Kami lalu berbincang2, bercerita2 panjang lebar. . .ternyata beliau tiap pekan selalu menyempatkan untuk "sambang" k rumah anaknya yang di Lamongan. " Anak saya seusia laki2 satu2nya nak, seusiamu,dia polisi kebetulan dinas di Polres Lamongan. jadi tiap pekan saya selalu k Lamongan untuk mengunjungi putra saya nak", cerita ibu itu sambil senyum. Panjang lebar ibu itu bercerita padaku sampai akhirnya beliau bercerita tentang bagaimana perjuangannya membesarkan keempat anaknya dengan tanpa suami. sebab ditahun 1990an, ketika anak terakhirnya lahir, suaminya meninggal dunia karena sakit lever. jadi beliau mau tidak mau harus bisa bertahan hidup dengan keempat anaknya itu. hari2 dilalui beliau dengan berjualan bakso dan soto di RSUD dr. Soetomo. awalnya ku kira beliau pegawai RSUD, tapi ternyata tidak, kata beliau. . ."walaupun hanya mengandalkan satu petak kecil dibawah tangga lantai 4 RSUD dr. Soetomo itu saja, tapi ternyata saya bisa mbertahan hidup dan bisa menyekolahkan anak saya sihingga mereka semua kini bisa mandiri nak, apalagi saat pelantikan anak saya yang polisi ini nak, dalam hati saya berkata; alangkah bahagianya jika bapakknya bisa menyaksikan perjuangan ini, hingga sampai ke pelantikan ini", tetap dengan senyum dan mata yang sedikit berkaca2 ibu itu melanjutkan ceritanya.

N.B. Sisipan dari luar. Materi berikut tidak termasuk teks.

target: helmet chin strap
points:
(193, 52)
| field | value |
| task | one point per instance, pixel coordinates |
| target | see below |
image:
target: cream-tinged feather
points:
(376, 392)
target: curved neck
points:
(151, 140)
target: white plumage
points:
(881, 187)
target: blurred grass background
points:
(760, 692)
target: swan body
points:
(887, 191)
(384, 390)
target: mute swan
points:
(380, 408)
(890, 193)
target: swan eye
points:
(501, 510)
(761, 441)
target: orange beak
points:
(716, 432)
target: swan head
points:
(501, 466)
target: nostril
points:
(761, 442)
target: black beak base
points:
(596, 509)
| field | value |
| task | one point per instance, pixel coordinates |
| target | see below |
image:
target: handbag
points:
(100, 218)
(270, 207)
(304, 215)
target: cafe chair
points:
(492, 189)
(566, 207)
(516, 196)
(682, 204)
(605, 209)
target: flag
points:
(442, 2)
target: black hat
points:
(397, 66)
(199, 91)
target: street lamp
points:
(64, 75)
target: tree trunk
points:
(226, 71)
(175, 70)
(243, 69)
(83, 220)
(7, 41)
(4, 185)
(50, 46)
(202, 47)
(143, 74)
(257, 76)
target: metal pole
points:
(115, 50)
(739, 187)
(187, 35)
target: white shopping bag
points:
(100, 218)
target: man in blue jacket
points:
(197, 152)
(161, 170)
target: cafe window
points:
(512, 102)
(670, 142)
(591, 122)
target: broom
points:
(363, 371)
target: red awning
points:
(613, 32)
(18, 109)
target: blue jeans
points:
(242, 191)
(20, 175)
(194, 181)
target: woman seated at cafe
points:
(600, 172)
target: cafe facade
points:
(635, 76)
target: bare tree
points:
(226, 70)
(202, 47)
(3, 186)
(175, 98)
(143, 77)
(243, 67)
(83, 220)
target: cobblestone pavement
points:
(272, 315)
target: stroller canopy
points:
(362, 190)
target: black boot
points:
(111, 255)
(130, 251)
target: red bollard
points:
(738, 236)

Dalam hati aku hanya bisa melampiaskan maluku dengan kagum padanya, dan berkali2 kuucapkan Subhanalloh, ibu hebat...benar2 hebat... aku telah bertemu dengan perempuan hebat yang kesekian kalinya. . . perjuangan seorang ibu, yang bisa membesarkan keempat putranya dengan gagah berani, tiap pagi beliau lalui dengan bersepeda motor membawa barang dagangannya ke kantin Rumah Sakit, tanpa kenal lelah, meskipun banyak tetangga yang mencibir dan meremehkannya, tapi itulah kekuatan Do'a dan Usaha. . .
Sesampainya di Stasiun Pasar Turi, kami lalu meneruskan perjalanan bersama dengan Lyn C jurusan karangmenjangan. . .ibu itu turun duluan di pertigaan tambaksari, dan aku masih harus terus mengikuti jalan roda angkot sampe menuju unair kampus A.
Sesalku ibu itu trnyata yang membayari angkotku, sedangkan keadaanku karena sudah cukup malam dan posisi yang msh berada di dalam angkot bagian belakang tak mungkin mengejar dan menolak maksud ibu itu, aku hanya bisa berbicara semampuku " bu, ndak usah bu... " dan pak sopir angkotnya sudah keburu menjalankan angkotnya.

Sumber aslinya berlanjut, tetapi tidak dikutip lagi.